In the 21st Century no one who pays attention could say that electronic media are scarce without laughing.  It is newspapers that are becoming scarce, because in what Thomas Jefferson called “the marketplace of ideas,” the electronic media are bringing more ideas, more quickly, to the public than print media can possibly match.

The Fairness Doctrine might somehow be reestablished, by Congress, or by appointments to the Federal Communication Commission by a new President.  Either would be a serious mistake.  But, as long as the Supreme Court remains capable of assessing facts, and honest in its approach to the First Amendment, even if the Democratic Congress could revive it, the Fairness Doctrine will remain legally dead.”

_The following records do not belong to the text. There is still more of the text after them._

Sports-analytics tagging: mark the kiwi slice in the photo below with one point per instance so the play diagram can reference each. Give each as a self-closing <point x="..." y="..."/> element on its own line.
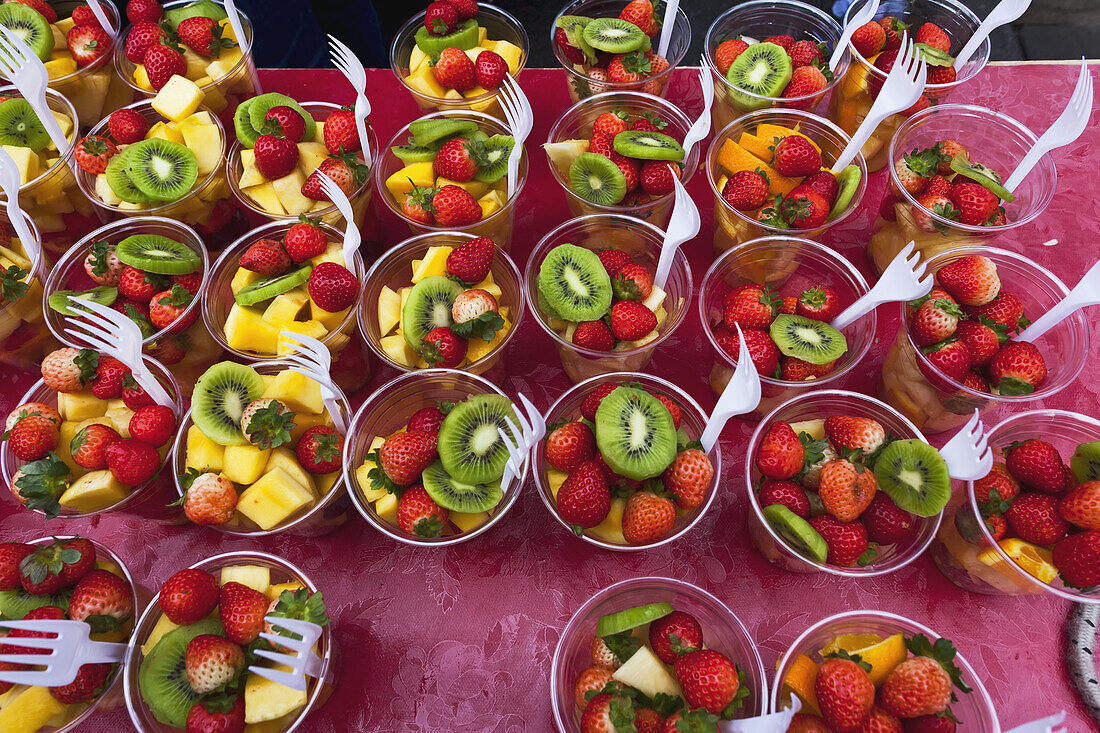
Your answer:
<point x="807" y="339"/>
<point x="220" y="396"/>
<point x="470" y="445"/>
<point x="157" y="254"/>
<point x="796" y="533"/>
<point x="19" y="124"/>
<point x="265" y="288"/>
<point x="30" y="25"/>
<point x="162" y="677"/>
<point x="614" y="35"/>
<point x="575" y="283"/>
<point x="100" y="294"/>
<point x="428" y="306"/>
<point x="458" y="496"/>
<point x="635" y="434"/>
<point x="914" y="474"/>
<point x="639" y="615"/>
<point x="763" y="69"/>
<point x="595" y="178"/>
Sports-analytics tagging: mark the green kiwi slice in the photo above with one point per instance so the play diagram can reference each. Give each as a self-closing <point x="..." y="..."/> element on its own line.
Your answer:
<point x="470" y="445"/>
<point x="796" y="532"/>
<point x="574" y="283"/>
<point x="635" y="434"/>
<point x="220" y="396"/>
<point x="457" y="495"/>
<point x="157" y="254"/>
<point x="265" y="288"/>
<point x="914" y="474"/>
<point x="807" y="339"/>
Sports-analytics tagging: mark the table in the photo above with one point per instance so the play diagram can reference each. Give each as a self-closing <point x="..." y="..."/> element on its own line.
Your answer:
<point x="461" y="638"/>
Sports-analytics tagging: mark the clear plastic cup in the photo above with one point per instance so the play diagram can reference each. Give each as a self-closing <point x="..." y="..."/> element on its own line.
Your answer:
<point x="575" y="123"/>
<point x="394" y="270"/>
<point x="722" y="632"/>
<point x="789" y="265"/>
<point x="936" y="403"/>
<point x="581" y="85"/>
<point x="497" y="226"/>
<point x="992" y="139"/>
<point x="975" y="710"/>
<point x="693" y="422"/>
<point x="326" y="515"/>
<point x="854" y="96"/>
<point x="820" y="405"/>
<point x="386" y="412"/>
<point x="642" y="242"/>
<point x="319" y="687"/>
<point x="733" y="227"/>
<point x="983" y="567"/>
<point x="759" y="20"/>
<point x="498" y="24"/>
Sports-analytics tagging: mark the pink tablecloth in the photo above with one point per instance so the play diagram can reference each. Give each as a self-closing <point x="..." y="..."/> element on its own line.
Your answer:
<point x="461" y="638"/>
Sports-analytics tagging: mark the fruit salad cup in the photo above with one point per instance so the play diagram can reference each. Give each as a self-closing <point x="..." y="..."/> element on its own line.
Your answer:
<point x="859" y="86"/>
<point x="747" y="205"/>
<point x="796" y="274"/>
<point x="980" y="545"/>
<point x="421" y="270"/>
<point x="575" y="466"/>
<point x="243" y="586"/>
<point x="403" y="450"/>
<point x="917" y="387"/>
<point x="92" y="578"/>
<point x="626" y="63"/>
<point x="815" y="512"/>
<point x="87" y="439"/>
<point x="635" y="613"/>
<point x="638" y="245"/>
<point x="257" y="453"/>
<point x="783" y="23"/>
<point x="410" y="164"/>
<point x="992" y="139"/>
<point x="881" y="639"/>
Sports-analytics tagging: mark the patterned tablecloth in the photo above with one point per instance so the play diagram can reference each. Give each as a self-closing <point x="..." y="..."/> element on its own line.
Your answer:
<point x="461" y="638"/>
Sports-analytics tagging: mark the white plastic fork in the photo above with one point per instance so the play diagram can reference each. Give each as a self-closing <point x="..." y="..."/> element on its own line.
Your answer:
<point x="68" y="651"/>
<point x="301" y="660"/>
<point x="24" y="69"/>
<point x="352" y="68"/>
<point x="904" y="279"/>
<point x="866" y="13"/>
<point x="903" y="86"/>
<point x="1066" y="129"/>
<point x="114" y="335"/>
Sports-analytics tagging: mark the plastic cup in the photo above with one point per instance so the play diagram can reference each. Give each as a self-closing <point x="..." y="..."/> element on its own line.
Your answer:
<point x="394" y="270"/>
<point x="693" y="422"/>
<point x="975" y="710"/>
<point x="327" y="514"/>
<point x="733" y="227"/>
<point x="642" y="242"/>
<point x="581" y="85"/>
<point x="820" y="405"/>
<point x="789" y="265"/>
<point x="759" y="20"/>
<point x="576" y="124"/>
<point x="936" y="403"/>
<point x="722" y="631"/>
<point x="497" y="226"/>
<point x="992" y="139"/>
<point x="983" y="567"/>
<point x="319" y="687"/>
<point x="854" y="96"/>
<point x="386" y="412"/>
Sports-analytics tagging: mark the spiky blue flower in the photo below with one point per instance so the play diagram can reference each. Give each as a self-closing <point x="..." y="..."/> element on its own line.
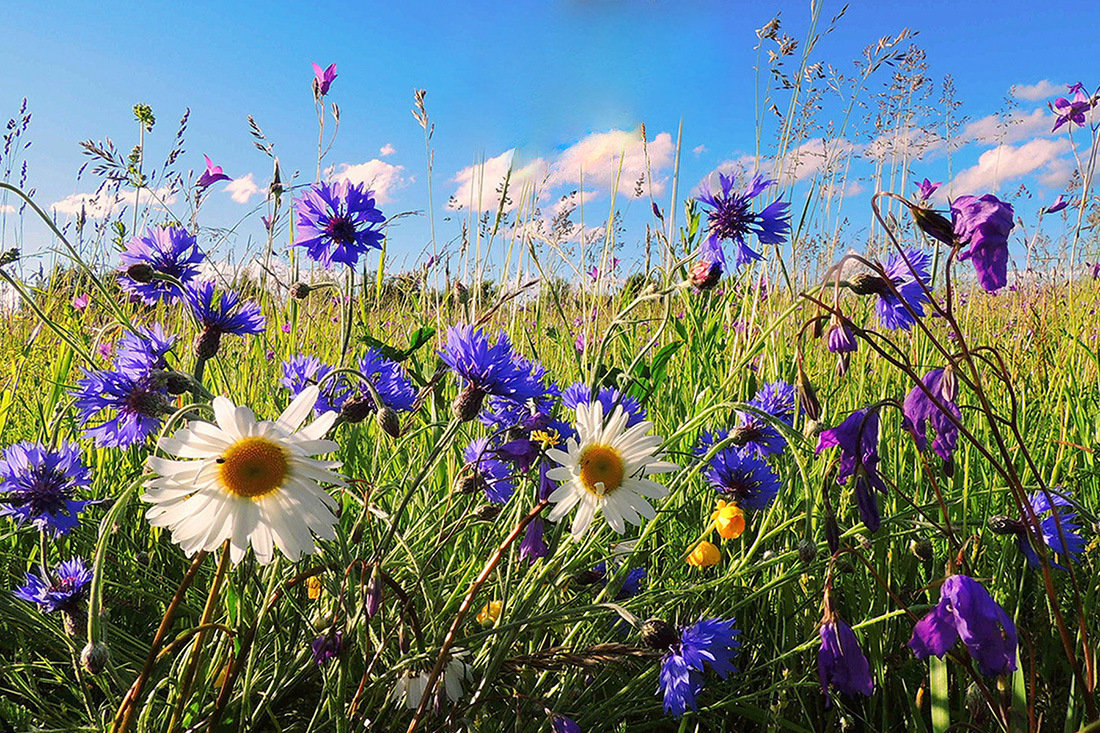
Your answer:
<point x="167" y="250"/>
<point x="738" y="474"/>
<point x="891" y="309"/>
<point x="491" y="474"/>
<point x="338" y="222"/>
<point x="710" y="643"/>
<point x="63" y="591"/>
<point x="37" y="485"/>
<point x="732" y="218"/>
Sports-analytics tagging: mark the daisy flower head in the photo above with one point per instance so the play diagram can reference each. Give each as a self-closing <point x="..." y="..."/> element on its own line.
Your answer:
<point x="606" y="469"/>
<point x="161" y="250"/>
<point x="37" y="485"/>
<point x="252" y="482"/>
<point x="487" y="369"/>
<point x="730" y="216"/>
<point x="890" y="308"/>
<point x="710" y="643"/>
<point x="63" y="591"/>
<point x="221" y="313"/>
<point x="338" y="222"/>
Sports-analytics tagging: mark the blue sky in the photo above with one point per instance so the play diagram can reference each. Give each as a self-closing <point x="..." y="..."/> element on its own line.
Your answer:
<point x="559" y="84"/>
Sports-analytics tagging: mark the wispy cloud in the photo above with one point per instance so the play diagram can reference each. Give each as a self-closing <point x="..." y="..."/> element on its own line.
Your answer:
<point x="242" y="189"/>
<point x="1036" y="91"/>
<point x="382" y="177"/>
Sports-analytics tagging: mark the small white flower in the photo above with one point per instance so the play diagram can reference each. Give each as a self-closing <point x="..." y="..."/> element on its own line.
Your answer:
<point x="249" y="481"/>
<point x="605" y="470"/>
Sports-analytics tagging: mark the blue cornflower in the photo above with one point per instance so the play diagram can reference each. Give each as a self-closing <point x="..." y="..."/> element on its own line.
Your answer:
<point x="1048" y="527"/>
<point x="732" y="218"/>
<point x="63" y="592"/>
<point x="303" y="371"/>
<point x="143" y="351"/>
<point x="139" y="401"/>
<point x="487" y="472"/>
<point x="710" y="643"/>
<point x="891" y="309"/>
<point x="754" y="433"/>
<point x="738" y="474"/>
<point x="37" y="485"/>
<point x="220" y="314"/>
<point x="166" y="250"/>
<point x="487" y="369"/>
<point x="338" y="222"/>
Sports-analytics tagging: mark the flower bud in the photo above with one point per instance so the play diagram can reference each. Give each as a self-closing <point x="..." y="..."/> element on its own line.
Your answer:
<point x="140" y="272"/>
<point x="94" y="657"/>
<point x="658" y="635"/>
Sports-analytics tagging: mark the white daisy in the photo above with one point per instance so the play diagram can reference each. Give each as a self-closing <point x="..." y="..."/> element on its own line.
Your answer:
<point x="250" y="482"/>
<point x="606" y="470"/>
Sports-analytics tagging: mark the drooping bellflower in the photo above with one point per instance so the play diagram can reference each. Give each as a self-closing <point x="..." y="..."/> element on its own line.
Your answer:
<point x="338" y="222"/>
<point x="37" y="485"/>
<point x="966" y="611"/>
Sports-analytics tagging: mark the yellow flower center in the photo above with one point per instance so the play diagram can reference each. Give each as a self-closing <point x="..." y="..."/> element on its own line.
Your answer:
<point x="602" y="469"/>
<point x="252" y="468"/>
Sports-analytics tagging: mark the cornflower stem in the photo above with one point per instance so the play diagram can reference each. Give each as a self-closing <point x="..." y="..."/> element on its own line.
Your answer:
<point x="123" y="718"/>
<point x="464" y="609"/>
<point x="200" y="637"/>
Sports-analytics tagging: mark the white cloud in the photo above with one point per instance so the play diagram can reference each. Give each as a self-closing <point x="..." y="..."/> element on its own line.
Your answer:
<point x="102" y="205"/>
<point x="1004" y="163"/>
<point x="1016" y="127"/>
<point x="381" y="177"/>
<point x="618" y="155"/>
<point x="1036" y="91"/>
<point x="242" y="189"/>
<point x="482" y="185"/>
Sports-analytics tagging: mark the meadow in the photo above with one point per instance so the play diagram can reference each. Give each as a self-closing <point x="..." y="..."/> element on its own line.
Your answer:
<point x="746" y="482"/>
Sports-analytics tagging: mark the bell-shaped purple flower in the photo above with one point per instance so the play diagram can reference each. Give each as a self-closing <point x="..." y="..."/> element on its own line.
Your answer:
<point x="920" y="411"/>
<point x="966" y="611"/>
<point x="985" y="225"/>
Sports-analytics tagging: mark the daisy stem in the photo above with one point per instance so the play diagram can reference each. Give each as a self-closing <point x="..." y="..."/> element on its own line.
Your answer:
<point x="204" y="626"/>
<point x="124" y="715"/>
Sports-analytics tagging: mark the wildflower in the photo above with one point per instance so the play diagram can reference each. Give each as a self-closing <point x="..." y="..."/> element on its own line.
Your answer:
<point x="487" y="370"/>
<point x="920" y="409"/>
<point x="708" y="643"/>
<point x="1071" y="111"/>
<point x="211" y="175"/>
<point x="63" y="591"/>
<point x="327" y="647"/>
<point x="322" y="78"/>
<point x="840" y="663"/>
<point x="338" y="222"/>
<point x="985" y="225"/>
<point x="606" y="469"/>
<point x="732" y="219"/>
<point x="704" y="555"/>
<point x="891" y="308"/>
<point x="967" y="611"/>
<point x="139" y="403"/>
<point x="1057" y="206"/>
<point x="488" y="615"/>
<point x="858" y="439"/>
<point x="728" y="518"/>
<point x="486" y="472"/>
<point x="220" y="314"/>
<point x="37" y="485"/>
<point x="927" y="188"/>
<point x="252" y="482"/>
<point x="169" y="251"/>
<point x="562" y="724"/>
<point x="738" y="474"/>
<point x="1048" y="527"/>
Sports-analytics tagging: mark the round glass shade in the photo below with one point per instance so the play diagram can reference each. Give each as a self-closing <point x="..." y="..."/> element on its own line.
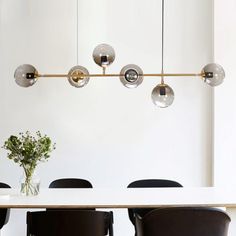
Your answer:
<point x="75" y="77"/>
<point x="103" y="55"/>
<point x="25" y="75"/>
<point x="162" y="95"/>
<point x="131" y="76"/>
<point x="214" y="74"/>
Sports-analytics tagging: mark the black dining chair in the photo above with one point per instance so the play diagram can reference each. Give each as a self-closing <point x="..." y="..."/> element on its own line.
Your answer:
<point x="71" y="183"/>
<point x="148" y="183"/>
<point x="69" y="223"/>
<point x="183" y="221"/>
<point x="4" y="212"/>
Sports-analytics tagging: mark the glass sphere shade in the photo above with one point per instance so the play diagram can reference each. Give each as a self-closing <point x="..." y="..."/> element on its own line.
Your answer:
<point x="131" y="76"/>
<point x="103" y="55"/>
<point x="214" y="74"/>
<point x="25" y="75"/>
<point x="76" y="76"/>
<point x="162" y="95"/>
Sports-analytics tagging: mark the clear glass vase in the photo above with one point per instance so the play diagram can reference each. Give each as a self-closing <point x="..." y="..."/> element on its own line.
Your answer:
<point x="29" y="183"/>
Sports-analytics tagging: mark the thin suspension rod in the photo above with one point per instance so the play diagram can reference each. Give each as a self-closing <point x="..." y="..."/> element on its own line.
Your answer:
<point x="117" y="75"/>
<point x="162" y="40"/>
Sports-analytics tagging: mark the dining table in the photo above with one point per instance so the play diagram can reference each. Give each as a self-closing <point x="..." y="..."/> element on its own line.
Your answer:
<point x="120" y="198"/>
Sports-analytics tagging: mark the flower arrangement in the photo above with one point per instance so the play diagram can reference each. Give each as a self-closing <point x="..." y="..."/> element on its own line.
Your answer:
<point x="28" y="151"/>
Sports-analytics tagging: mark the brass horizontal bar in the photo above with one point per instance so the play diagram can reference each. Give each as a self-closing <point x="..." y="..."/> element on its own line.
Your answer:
<point x="117" y="75"/>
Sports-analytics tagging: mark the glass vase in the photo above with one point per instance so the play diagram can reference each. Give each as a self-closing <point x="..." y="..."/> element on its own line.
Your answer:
<point x="29" y="183"/>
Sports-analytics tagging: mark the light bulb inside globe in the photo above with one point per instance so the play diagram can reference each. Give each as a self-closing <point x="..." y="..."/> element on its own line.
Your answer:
<point x="103" y="55"/>
<point x="131" y="76"/>
<point x="162" y="95"/>
<point x="25" y="75"/>
<point x="214" y="74"/>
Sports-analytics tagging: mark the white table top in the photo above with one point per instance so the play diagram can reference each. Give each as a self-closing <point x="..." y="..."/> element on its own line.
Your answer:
<point x="120" y="198"/>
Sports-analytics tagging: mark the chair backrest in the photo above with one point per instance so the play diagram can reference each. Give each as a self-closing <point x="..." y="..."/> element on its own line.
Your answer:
<point x="4" y="212"/>
<point x="72" y="223"/>
<point x="149" y="183"/>
<point x="70" y="183"/>
<point x="183" y="221"/>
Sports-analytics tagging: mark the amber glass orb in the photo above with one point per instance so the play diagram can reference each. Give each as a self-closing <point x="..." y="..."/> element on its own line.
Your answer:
<point x="78" y="76"/>
<point x="162" y="95"/>
<point x="25" y="75"/>
<point x="214" y="74"/>
<point x="103" y="55"/>
<point x="131" y="76"/>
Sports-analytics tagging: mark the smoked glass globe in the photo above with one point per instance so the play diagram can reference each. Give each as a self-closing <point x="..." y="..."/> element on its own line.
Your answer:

Juice Readers. Will reinstatement of the Fairness Doctrine require Orange Juice founder Art Pedroza to offer equal time and space for Santa Ana City manager David Ream or Mayor Miguel Pulido?

I hope we don’t go down that road. We surely do not wish to see government regulation of the airwaves. It beings back memories of Pravda (“The Truth”) the leading newspaper of the Soviet Union and an official organ of the Central Committee of the Communist Party between 1912 and 1991.

Our Founding Fathers very First Amendment to the U.S. Constitution reads in part “Congress shall make no law….abridging the freedom of speech, or of the press, etc”

Speech compulsion should not be on the table. If you don’t like what Sean Hannity has to say, be it on KABC or FOX News, change stations or shut off your radio/TV sets. Having over 100 TV channels to select from you do have other choices be it network, satellite or cable TV and a full range of AM and FM radio stations.